He looked at me. «Valentina prefers to be treated as a child, it is her choice.» He gazed down at her. «Don't you, ma dulce?» He lied with his voice, but he did not touch her as if she were a child.
She nodded, but those eyes gazed at me. Those eyes that held centuries of power trapped in a body too delicate to do most of the things in her mind. There were nights when I felt sorry for her; then there were moments, like now, when I wasn't certain that she'd have been sane even if she'd come over as an adult. There was simply something in her that wasn't quite right. It was sort of a chicken/egg question on Valentina's sanity. She'd never hurt me. Never done anything to purposefully frighten me. But she was on my short list of people that I wouldn't have trusted if I'd been helpless and alone with her. It had taken me months to realize that the reason she creeped me out was only partly the whole trapped-in-a-child's-body thing. Months to admit to myself that I was more afraid of Valentina than any other vamp who called Jean-Claude master.
«I think having a baby around would be fun,» she said.
«Fun, how?» I asked, not sure I wanted to hear the answer.
"I wouldn't be the smallest anymore," she said. It should have been an innocent statement, so why did I suddenly have the urge to tell her that if she tried to change my baby over into a vampire littler than herself, I would fucking kill her? Paranoid, or just cautious? So hard to tell the difference sometimes.
Richard moved closer to me, and I let him. I wasn't the only one who felt something was terribly wrong with her. He put his arm across my shoulders, and I let him do that, too. Staring into Valentina's eyes I would have let almost anyone comfort me.
«No,» I said, slowly, «no, not too much time at the Circus.»
Micah moved closer to us, not touching me, because Richard never seemed to like that. He'd tolerate Jean-Claude touching me with him, but almost no one else. But I wasn't the only one weirded out by the «little girl.»
Jean-Claude looked back at us, still touching her shoulder. «I must find Bartolome, and chastise him for not watching her better.»

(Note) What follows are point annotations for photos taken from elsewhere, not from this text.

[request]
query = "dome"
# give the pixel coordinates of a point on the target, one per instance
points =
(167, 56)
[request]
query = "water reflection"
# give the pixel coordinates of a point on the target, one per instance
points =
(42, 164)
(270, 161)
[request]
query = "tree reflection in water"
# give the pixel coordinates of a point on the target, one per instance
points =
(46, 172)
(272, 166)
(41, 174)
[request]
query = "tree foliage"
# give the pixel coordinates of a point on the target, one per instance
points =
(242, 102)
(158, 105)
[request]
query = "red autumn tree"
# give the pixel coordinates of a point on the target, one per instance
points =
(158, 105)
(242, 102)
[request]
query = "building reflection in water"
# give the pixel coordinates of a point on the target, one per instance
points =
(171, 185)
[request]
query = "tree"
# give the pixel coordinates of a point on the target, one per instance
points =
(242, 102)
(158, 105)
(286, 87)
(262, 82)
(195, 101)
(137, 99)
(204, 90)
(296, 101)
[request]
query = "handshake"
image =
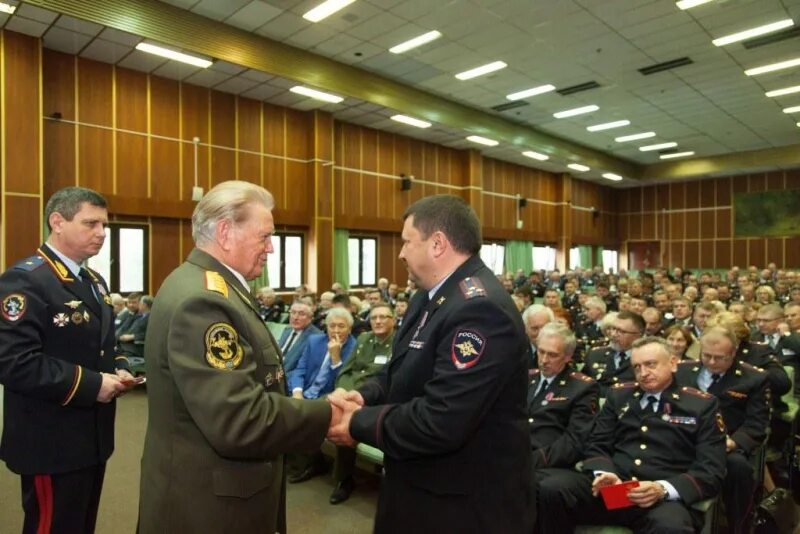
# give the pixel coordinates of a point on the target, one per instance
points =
(343, 404)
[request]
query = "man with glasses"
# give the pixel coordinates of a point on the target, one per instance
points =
(743, 395)
(372, 352)
(295, 338)
(611, 364)
(670, 439)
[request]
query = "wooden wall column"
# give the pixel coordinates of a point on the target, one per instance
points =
(320, 232)
(20, 147)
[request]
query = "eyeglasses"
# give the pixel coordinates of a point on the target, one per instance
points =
(715, 358)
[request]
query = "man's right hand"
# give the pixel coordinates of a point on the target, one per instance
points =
(110, 387)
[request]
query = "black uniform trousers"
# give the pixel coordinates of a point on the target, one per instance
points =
(62, 503)
(566, 498)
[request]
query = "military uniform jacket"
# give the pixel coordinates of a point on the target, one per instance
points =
(743, 394)
(599, 364)
(219, 419)
(370, 356)
(561, 418)
(683, 444)
(449, 409)
(56, 338)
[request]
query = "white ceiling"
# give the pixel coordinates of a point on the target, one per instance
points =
(709, 107)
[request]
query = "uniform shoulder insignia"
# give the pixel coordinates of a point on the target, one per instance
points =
(696, 392)
(29, 264)
(215, 282)
(472, 288)
(581, 376)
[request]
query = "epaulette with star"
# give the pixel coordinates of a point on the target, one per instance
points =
(696, 392)
(215, 282)
(29, 264)
(581, 376)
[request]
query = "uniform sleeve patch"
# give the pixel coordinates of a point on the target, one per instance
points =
(13, 307)
(472, 288)
(223, 350)
(468, 346)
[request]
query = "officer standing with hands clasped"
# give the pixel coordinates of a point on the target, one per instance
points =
(448, 410)
(58, 368)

Valentina pulled away from Jean-Claude, and he let her go. She started walking farther into the room. Richard drew me in tighter against his body. Micah moved so that he was standing almost in front of me, blocking her from coming closer to me. Normally, I might have told him it wasn't necessary, but I didn't like how interested she'd been in the whole idea of the baby.
Valentina walked around us. The tension in my shoulders eased. Richard's breath eased out in something like a sigh. Micah didn't relax. He stayed tense just in front of us, as if he didn't trust she wouldn't circle back. She walked toward Samuel and Sampson.

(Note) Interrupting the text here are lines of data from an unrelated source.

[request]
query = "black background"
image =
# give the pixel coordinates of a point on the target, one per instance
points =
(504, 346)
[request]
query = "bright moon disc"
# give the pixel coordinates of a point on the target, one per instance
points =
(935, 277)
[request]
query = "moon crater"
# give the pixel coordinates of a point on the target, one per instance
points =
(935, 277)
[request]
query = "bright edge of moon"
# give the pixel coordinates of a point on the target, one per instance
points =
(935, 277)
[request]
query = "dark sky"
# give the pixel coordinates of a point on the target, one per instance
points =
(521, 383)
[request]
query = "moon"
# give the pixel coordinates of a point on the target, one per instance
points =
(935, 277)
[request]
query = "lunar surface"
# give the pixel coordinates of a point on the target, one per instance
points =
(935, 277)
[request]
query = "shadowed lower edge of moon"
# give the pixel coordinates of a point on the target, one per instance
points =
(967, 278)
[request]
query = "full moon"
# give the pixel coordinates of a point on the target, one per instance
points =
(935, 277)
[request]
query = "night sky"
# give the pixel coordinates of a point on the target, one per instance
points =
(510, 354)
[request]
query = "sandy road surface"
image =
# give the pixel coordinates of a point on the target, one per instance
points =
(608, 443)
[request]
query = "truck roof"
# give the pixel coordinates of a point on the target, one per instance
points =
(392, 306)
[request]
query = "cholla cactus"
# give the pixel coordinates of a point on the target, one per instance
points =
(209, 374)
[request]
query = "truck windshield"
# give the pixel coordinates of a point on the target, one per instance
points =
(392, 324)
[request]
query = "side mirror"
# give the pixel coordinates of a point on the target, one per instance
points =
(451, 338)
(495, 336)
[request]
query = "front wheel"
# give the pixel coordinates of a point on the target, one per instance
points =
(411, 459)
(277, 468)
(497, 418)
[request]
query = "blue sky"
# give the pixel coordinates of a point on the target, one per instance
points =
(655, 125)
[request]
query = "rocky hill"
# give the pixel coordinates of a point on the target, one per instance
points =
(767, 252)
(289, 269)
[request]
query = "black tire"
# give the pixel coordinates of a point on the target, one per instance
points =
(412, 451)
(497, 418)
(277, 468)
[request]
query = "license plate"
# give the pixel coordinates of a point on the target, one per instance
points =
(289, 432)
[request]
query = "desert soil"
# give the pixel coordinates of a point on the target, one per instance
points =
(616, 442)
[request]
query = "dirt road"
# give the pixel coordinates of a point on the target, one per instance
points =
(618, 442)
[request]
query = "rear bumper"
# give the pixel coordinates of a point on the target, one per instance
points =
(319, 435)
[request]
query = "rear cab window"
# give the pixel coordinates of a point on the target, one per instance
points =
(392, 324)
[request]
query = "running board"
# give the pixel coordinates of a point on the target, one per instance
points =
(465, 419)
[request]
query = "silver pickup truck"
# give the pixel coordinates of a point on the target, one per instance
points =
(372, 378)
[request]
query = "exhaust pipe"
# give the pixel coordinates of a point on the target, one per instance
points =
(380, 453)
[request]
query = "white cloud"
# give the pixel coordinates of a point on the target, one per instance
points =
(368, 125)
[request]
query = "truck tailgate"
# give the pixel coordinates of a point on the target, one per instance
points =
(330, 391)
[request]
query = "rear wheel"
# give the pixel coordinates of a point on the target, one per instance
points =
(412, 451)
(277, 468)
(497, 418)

«What are you doing, little one?» Jean-Claude said.
She gave a perfect, and very low, curtsey, holding her little dress out with her hands, ankles crossing as she went down. «Greetings, Samuel, Master of Cape Cod.»
«Greetings, Valentina,» he said.
She offered him her hand. He took the tiny hand in his, and laid the barest touch of his mouth upon her wrist. It was all protocol, perfectly acceptable, but the gesture showed better than any words that he wasn't comfy with her either.

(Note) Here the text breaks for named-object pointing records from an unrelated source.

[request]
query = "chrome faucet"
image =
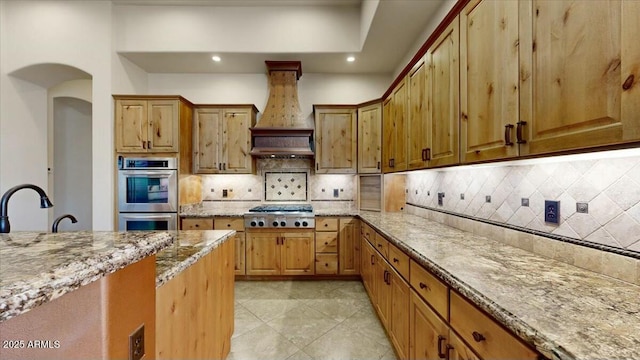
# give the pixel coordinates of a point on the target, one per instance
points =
(5, 226)
(54, 227)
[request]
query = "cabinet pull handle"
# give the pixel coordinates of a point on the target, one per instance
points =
(478, 337)
(507, 135)
(448, 352)
(628, 83)
(519, 137)
(441, 340)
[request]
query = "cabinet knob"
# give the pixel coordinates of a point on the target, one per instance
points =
(478, 337)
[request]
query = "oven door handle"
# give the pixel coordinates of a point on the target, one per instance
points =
(147, 173)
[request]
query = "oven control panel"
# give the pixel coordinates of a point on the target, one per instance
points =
(271, 221)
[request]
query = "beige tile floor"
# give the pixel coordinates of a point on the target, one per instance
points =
(306, 320)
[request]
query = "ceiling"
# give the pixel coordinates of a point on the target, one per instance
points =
(394, 28)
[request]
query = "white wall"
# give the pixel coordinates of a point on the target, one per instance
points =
(72, 163)
(254, 88)
(74, 33)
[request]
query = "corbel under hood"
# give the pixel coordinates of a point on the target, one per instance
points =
(282, 131)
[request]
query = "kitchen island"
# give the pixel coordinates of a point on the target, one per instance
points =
(81, 294)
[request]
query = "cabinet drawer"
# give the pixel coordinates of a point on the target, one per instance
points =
(327, 264)
(434, 291)
(229, 223)
(382, 245)
(399, 260)
(197, 224)
(484, 335)
(327, 242)
(326, 224)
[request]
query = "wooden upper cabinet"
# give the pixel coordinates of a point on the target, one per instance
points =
(147, 124)
(370, 139)
(222, 139)
(580, 69)
(394, 129)
(336, 139)
(489, 79)
(443, 92)
(417, 126)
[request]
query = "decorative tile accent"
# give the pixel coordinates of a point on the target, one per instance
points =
(285, 186)
(610, 185)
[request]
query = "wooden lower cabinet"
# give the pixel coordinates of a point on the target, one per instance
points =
(194, 310)
(280, 253)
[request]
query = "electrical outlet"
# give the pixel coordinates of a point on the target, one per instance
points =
(582, 208)
(136, 344)
(552, 211)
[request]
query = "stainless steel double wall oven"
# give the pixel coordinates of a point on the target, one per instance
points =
(147, 193)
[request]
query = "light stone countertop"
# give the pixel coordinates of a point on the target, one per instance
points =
(36, 268)
(189, 247)
(563, 311)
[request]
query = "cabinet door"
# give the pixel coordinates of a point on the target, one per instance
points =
(383, 289)
(458, 350)
(206, 139)
(370, 139)
(489, 80)
(367, 266)
(581, 72)
(399, 160)
(399, 314)
(349, 247)
(336, 141)
(236, 141)
(417, 125)
(427, 332)
(263, 253)
(444, 94)
(298, 253)
(131, 125)
(240, 254)
(163, 126)
(388, 135)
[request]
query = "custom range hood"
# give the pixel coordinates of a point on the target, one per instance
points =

She turned to Sampson. She gazed up at him, her head tilted back, very childlike, but I would have bet anything I had that the searching look on her face wouldn't be childlike. I'd had her stare at me before, and knew that the face didn't match the intensity and personality in the eyes. «Is this your son?»
«Yes, his name is Sampson.»
She held her tiny hand out to him, too. He took it, but seemed unsure what to do with it. «I am not a vampire,» he said, «nor anyone's servant, or animal to call.»
«But you are his son, his heir. I am just one more vampire. I am not even a true master.» She was saying that he outranked her.
Sampson glanced at his father, who must have given him some look, because he raised the tiny hand to his mouth. He, like his father, did the minimum touch he could get away with. He, like his father, kept eye contact with her while he did it. It reminded me of how you bow on the mat in judo. You keep your eyes up as you do it, never looking away from your opponent, just in case. But there was a difference between the two men. One was a very master vampire. The other was not. He was part human and part mermaid, and maybe someday he would be more, but tonight, he wasn't.
«Pick me up,» she said, in that high little-girl voice.
He picked her up and sat her in his lap. She cuddled against him. He was blinking out at the room, frowning. His face looked almost like he was in pain.
«Shit,» I said softly. She had rolled him, rolled him with her eyes.